Why?

I like data and cannot lie

Summary

Objective: Find new cafes around Montreal to try out

Problem statement: finding cafes randomly can be tedious and blog sites often repeat known cafes

Solution: Using Google Place API with a modern data stack to fetch and filter out cafes to a updating list of cafes based on Google Reviews and recent review activity to find trending places

Tools Used

Google Sheet, App Script, BigQuery, Google Place API, ChatGPT/Gemini, Cloudflare

MVP

First to validate my idea would work, I went with what I know best, Google Sheets + App Scripts. I had to create a new API Key within my GCP with access to Google Place API, plus a few geo functions as I need to determine Latitude and Longitude for my search.

API challenges

Google Place API has two important restrictions that made it hard to search for all cafes in the city.
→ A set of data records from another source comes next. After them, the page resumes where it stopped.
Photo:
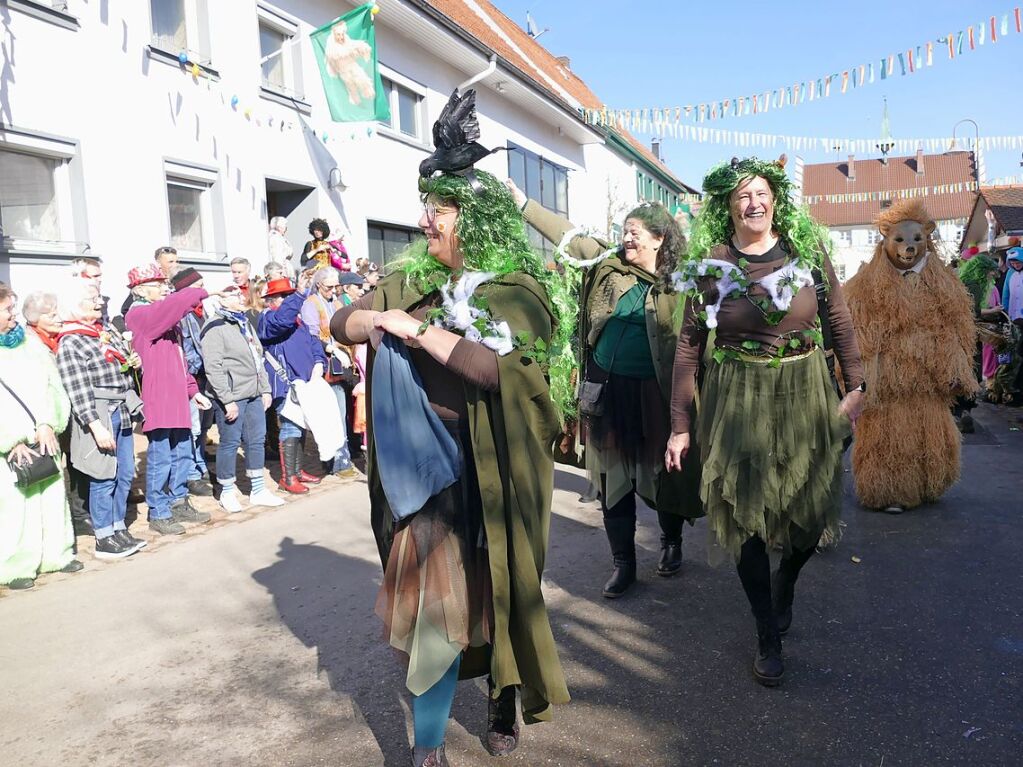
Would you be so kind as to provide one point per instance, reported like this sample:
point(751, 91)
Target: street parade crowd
point(716, 372)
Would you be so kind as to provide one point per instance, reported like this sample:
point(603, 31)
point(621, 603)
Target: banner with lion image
point(346, 52)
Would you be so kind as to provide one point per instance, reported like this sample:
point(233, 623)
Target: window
point(406, 109)
point(386, 241)
point(282, 73)
point(543, 181)
point(36, 193)
point(651, 190)
point(190, 207)
point(181, 26)
point(28, 196)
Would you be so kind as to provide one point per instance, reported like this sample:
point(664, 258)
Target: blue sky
point(661, 53)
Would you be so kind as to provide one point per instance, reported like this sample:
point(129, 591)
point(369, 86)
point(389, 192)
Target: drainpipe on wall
point(491, 69)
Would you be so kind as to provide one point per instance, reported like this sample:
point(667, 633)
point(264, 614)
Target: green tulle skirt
point(771, 442)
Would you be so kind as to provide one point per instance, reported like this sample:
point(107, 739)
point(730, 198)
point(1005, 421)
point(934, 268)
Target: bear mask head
point(906, 230)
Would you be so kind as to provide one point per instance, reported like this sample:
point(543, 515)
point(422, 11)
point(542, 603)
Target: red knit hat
point(146, 273)
point(279, 286)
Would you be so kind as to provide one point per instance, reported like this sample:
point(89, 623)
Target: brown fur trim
point(918, 340)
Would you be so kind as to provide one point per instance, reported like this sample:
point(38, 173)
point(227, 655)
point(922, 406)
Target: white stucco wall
point(128, 113)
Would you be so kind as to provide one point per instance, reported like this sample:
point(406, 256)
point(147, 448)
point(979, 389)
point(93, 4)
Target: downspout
point(491, 68)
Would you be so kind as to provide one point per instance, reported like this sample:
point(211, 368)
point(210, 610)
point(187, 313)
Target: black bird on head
point(455, 134)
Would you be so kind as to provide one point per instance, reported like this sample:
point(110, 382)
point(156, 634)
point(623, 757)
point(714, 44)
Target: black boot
point(671, 557)
point(501, 736)
point(671, 544)
point(767, 666)
point(621, 535)
point(754, 572)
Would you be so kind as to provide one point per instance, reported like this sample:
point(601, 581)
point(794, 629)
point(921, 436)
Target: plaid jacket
point(84, 368)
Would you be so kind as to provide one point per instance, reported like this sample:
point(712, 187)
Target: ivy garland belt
point(764, 360)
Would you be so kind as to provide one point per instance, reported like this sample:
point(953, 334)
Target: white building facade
point(110, 147)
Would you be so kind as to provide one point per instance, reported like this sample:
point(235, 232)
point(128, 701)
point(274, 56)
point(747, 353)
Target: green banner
point(346, 52)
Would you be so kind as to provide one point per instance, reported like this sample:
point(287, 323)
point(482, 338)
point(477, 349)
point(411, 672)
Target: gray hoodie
point(230, 361)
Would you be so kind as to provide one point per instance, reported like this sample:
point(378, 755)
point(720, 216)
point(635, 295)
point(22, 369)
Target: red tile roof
point(534, 56)
point(899, 173)
point(1007, 205)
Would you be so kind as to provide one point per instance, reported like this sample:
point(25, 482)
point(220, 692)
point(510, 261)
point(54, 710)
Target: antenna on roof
point(886, 144)
point(531, 29)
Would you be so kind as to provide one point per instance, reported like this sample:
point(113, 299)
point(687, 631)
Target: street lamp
point(976, 129)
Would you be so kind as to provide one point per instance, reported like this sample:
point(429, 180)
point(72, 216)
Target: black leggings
point(754, 572)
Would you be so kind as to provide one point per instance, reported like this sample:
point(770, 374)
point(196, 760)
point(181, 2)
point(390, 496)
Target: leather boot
point(671, 556)
point(288, 467)
point(767, 666)
point(621, 535)
point(501, 736)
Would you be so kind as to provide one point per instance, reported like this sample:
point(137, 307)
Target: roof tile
point(900, 173)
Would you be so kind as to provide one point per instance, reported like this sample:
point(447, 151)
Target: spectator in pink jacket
point(167, 388)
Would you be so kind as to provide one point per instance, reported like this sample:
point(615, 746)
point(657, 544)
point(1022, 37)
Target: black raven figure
point(455, 147)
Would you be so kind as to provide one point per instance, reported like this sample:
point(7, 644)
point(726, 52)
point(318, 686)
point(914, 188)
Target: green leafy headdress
point(492, 238)
point(978, 276)
point(713, 225)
My solution at first was to focus my API calls to a individual neighourhoods as API allows for text search. However even by neighbourhoods proved to be too large of an area. So I decided to go by Forward Sortation Area (FSA), the first 3 characters of a postal code for a smaller grid. This appeared to work most of the time to stay below the 60 results per API call. So I was searching 1000m radius per FSA. This gave me ~650 cafes in Montreal. I only had 2 more issues to tackle, time out on my API call and handling FSA dense areas like downtown. So I lastly updated script to have individual search radius per FSA + a few full postal codes, so i can search multiple smaller grids downtown and only a 250m search radius. Although I would have many duplicates, I could easily filter it out downstream While I spent some time to improve the run time and allow for multiple runs to complete search grid (by tracking process and starting consecutive runs from previous point), the end result still need 4-5 runs to complete and I’d get spammed on timeouts notifications. Moving on. For Reviews, as I could only get 5 per place and couldn’t find a way to get more, my current solution is to fetch a daily snapshot and slowly accumulate more reviews per place. So eventually I can see # of new reviews in a short timeframe (ie: a month) and sort by count to find trending places, with the assumption that trending places get more reviews in a short time frame.

Billing challenges

I've twiced accidentally went over the free tier, both times during testing when trying to optimize my search and calling the API too often. First time was minor (a few dollars) that I paid. Second time due to me rewriting my App Script function which was flawed and called the api a few thousand times, I had to put in a Google billing support request to adjust billing :(

Map

To visualize the map search grid, I plotted the existing data I had with the lat/long + search radius to see my coverage

Map Grid Visualization

Pausing API

While I look to optimize/limit my api usage in my pipeline, I've turned off the API to avoid additional costs. This includings Google Maps API for the visualizations.